Summation of: $\sum_{1}^{\infty}\left(\frac{2}{3}\right)^x$

Question

This is a subsection in my statistics homework. It goes back to calculus II and summations, and it's been a long time since I've studied it so I'm rusty.

I'm looking to solve the summation of $c\left(\frac{2}{3}\right)^x$ where $c$ is a constant to where I can solve for $c$.

I understand that we say that this summation is: $$c\left[\frac{2}{3}+\left(\frac{2}{3}\right)^2 +\left(\frac{2}{3}\right)^3 +\cdots\right]$$ But the book then says that this then equals to:

$$c\dfrac{\dfrac{2}{3}}{1-\dfrac{2}{3}}$$

Any help?

Also I know my coding ability is little to none so if you'd like to edit my question to make it look more presentable feel free to.

Thanks all.

Answer 1

This is a geometric series, and it converges since $2/3 <1$.

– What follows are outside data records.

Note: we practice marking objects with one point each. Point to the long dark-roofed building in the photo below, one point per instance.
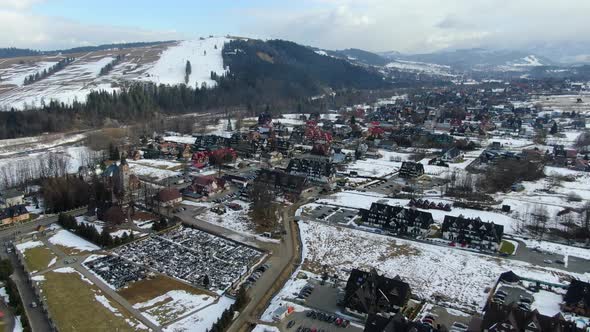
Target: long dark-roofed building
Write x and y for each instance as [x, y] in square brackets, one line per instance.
[315, 168]
[577, 298]
[371, 293]
[459, 229]
[397, 219]
[292, 186]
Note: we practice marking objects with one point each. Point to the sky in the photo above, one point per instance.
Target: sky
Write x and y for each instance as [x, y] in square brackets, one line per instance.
[410, 26]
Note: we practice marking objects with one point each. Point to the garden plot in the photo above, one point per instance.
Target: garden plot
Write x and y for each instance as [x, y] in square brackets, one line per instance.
[173, 304]
[163, 299]
[37, 256]
[203, 319]
[434, 272]
[76, 304]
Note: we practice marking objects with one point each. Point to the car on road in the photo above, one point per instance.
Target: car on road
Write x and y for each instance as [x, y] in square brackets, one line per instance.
[458, 326]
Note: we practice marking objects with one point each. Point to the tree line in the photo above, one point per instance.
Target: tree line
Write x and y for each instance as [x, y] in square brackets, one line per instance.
[48, 72]
[109, 66]
[90, 233]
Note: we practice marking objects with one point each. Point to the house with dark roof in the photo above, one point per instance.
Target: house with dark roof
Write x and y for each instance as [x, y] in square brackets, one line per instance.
[370, 293]
[168, 197]
[13, 214]
[317, 169]
[452, 155]
[577, 298]
[114, 215]
[11, 197]
[397, 219]
[396, 323]
[289, 185]
[510, 318]
[411, 169]
[486, 235]
[206, 185]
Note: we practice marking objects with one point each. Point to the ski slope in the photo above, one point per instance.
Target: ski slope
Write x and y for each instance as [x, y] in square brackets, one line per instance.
[204, 55]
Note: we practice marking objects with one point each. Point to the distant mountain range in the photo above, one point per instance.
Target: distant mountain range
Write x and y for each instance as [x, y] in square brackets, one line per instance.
[545, 60]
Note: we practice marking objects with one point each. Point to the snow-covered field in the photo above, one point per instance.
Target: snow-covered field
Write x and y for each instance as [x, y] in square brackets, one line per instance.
[451, 275]
[15, 170]
[203, 319]
[237, 221]
[161, 64]
[70, 240]
[389, 163]
[140, 168]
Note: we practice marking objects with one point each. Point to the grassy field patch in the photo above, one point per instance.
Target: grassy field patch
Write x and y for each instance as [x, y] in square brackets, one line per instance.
[147, 289]
[74, 305]
[38, 258]
[507, 247]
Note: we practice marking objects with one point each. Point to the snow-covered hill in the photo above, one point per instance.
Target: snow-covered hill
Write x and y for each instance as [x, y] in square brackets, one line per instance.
[420, 67]
[161, 64]
[204, 56]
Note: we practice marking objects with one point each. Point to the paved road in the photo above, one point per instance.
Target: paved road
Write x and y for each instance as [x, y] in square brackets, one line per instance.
[8, 316]
[284, 261]
[37, 318]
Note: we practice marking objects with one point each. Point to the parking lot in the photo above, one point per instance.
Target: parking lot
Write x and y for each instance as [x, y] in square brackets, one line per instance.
[455, 320]
[305, 320]
[115, 271]
[197, 257]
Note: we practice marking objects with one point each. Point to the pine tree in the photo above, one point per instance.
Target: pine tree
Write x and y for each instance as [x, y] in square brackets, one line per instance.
[553, 130]
[187, 71]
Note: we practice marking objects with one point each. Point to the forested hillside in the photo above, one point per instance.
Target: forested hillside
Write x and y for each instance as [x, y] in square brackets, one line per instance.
[276, 73]
[288, 65]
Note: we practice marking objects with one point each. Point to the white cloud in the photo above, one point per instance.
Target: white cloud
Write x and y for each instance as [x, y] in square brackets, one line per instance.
[22, 29]
[423, 25]
[18, 4]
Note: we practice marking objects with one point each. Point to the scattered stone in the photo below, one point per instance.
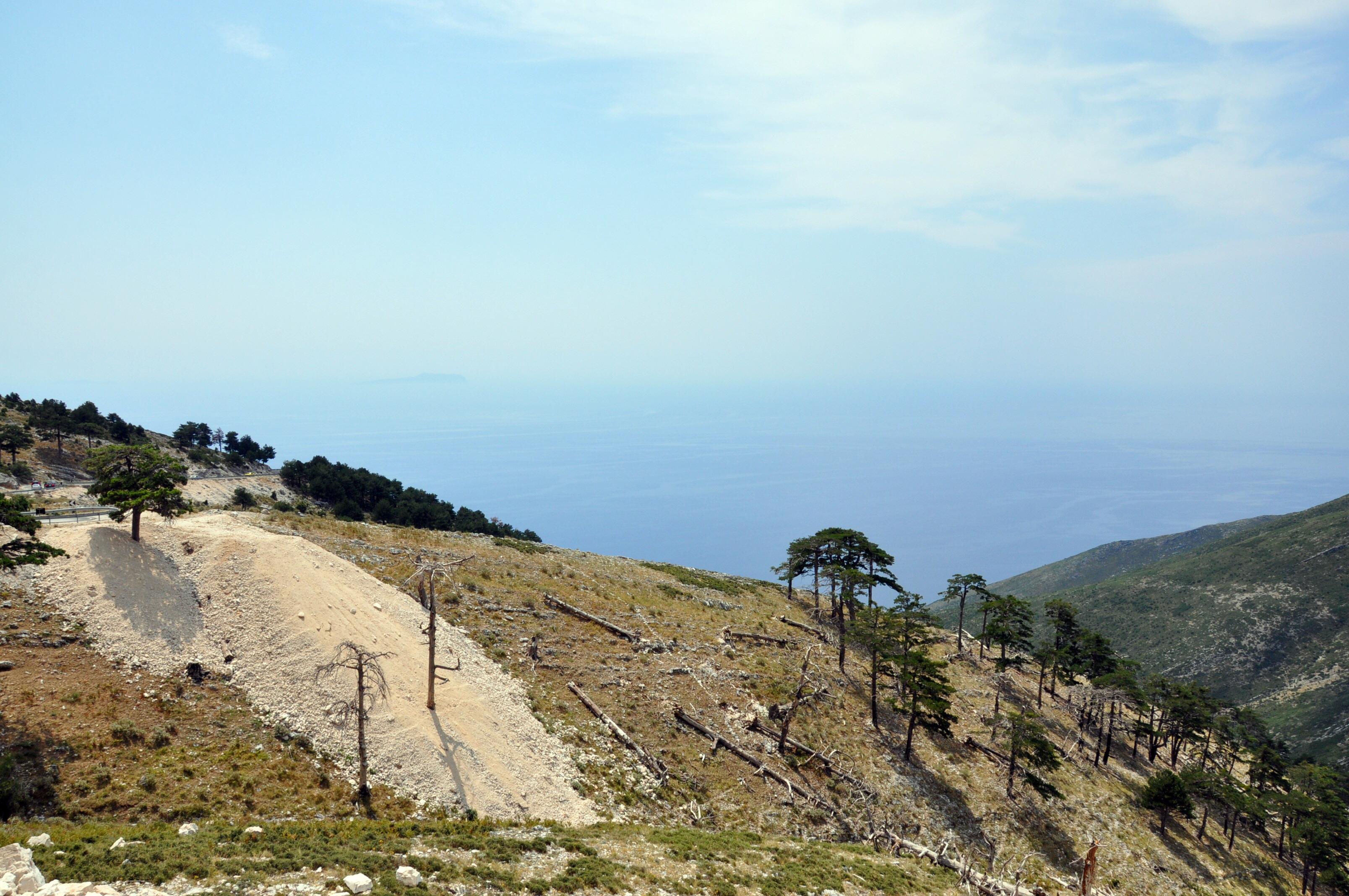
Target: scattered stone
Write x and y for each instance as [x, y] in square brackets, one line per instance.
[358, 883]
[18, 872]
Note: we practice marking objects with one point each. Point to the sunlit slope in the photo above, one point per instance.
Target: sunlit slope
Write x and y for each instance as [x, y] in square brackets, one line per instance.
[1117, 558]
[1258, 616]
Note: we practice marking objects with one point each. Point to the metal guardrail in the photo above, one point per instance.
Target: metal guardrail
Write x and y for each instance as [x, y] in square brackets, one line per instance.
[70, 515]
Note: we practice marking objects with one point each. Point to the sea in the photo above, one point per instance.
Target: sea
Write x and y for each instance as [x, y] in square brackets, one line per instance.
[948, 478]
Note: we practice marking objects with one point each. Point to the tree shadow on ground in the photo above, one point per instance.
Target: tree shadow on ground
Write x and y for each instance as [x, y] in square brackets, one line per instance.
[30, 770]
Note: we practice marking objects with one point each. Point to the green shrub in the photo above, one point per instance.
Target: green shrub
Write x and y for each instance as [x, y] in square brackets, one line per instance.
[349, 509]
[125, 732]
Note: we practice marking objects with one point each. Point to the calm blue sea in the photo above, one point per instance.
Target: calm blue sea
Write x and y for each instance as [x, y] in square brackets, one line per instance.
[948, 479]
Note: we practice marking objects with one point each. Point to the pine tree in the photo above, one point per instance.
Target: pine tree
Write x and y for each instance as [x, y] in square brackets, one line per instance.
[958, 589]
[1010, 629]
[927, 690]
[137, 478]
[1029, 747]
[1166, 794]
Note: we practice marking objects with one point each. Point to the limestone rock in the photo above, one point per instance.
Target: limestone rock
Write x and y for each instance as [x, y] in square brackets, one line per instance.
[358, 883]
[18, 872]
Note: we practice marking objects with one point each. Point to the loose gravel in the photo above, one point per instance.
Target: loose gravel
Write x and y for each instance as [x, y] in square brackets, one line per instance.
[263, 610]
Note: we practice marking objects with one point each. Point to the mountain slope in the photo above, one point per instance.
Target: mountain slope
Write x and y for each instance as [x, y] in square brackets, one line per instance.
[1259, 616]
[1117, 558]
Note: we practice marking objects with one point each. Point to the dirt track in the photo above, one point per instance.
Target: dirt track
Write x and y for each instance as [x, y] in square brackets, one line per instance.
[266, 609]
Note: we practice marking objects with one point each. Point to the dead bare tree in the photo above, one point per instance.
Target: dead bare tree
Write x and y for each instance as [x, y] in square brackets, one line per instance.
[372, 689]
[428, 570]
[797, 701]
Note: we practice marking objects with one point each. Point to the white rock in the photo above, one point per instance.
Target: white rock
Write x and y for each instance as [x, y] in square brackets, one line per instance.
[18, 868]
[358, 883]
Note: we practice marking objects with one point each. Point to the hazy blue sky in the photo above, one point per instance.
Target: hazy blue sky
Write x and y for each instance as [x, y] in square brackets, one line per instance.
[1125, 193]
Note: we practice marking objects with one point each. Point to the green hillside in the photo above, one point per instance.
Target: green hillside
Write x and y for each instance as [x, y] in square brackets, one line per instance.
[1259, 616]
[1117, 558]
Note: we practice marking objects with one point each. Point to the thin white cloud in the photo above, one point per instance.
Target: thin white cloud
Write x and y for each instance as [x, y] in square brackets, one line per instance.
[246, 41]
[939, 117]
[1231, 21]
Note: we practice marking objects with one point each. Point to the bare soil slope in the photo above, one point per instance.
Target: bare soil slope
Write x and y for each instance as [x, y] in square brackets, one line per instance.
[265, 610]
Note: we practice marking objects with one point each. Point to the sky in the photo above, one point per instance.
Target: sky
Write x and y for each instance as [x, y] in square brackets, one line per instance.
[1119, 195]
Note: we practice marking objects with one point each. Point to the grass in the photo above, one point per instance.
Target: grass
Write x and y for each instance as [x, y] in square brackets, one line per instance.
[137, 748]
[495, 857]
[524, 547]
[699, 579]
[740, 842]
[1244, 615]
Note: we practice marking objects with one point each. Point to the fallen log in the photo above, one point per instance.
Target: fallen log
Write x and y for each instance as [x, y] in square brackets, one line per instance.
[806, 628]
[988, 751]
[779, 711]
[648, 760]
[591, 617]
[833, 771]
[984, 883]
[753, 636]
[685, 718]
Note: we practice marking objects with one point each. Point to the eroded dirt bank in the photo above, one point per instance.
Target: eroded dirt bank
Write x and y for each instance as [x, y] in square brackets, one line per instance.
[266, 609]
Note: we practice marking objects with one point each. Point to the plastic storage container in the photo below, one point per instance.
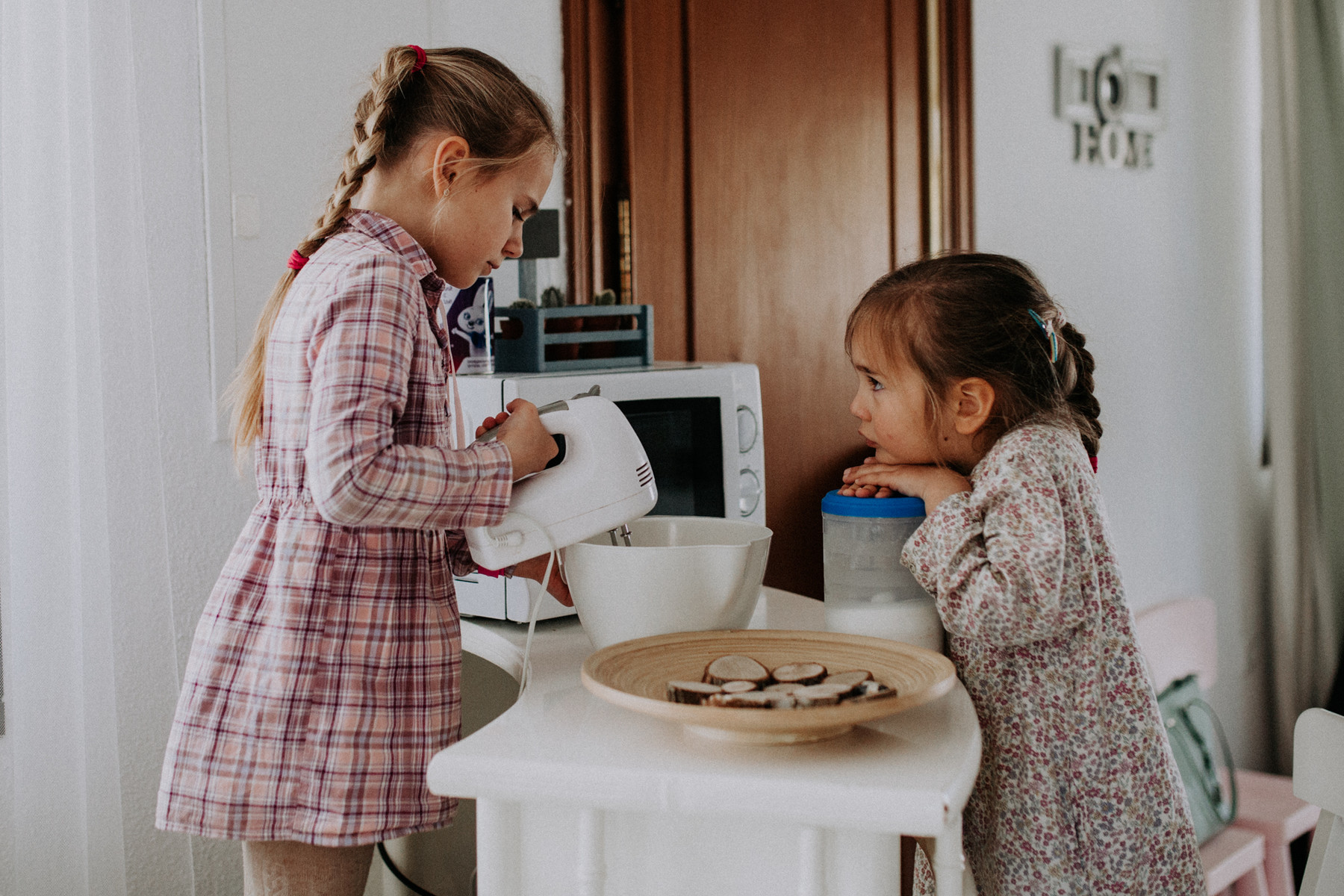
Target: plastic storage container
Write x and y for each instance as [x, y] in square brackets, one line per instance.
[867, 590]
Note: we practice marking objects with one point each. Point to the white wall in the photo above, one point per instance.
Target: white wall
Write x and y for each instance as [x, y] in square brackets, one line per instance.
[1160, 267]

If we write $$S=c ( (2/3) + (2/3)^2 + (2/3)^3 + \cdots )$$ then we see that $$(2/3) S = c ( (2/3)^2 + (2/3)^3 + (2/3)^4 + \cdots )$$

subtracting $(2/3)S$ from $S$ we find: $$( 1-(2/3) )S = c ( 2/3)$$ Now if we solve for $S$ we have: $$S = \frac{c(2/3)}{1-(2/3)}$$ which is the answer provided in your homework.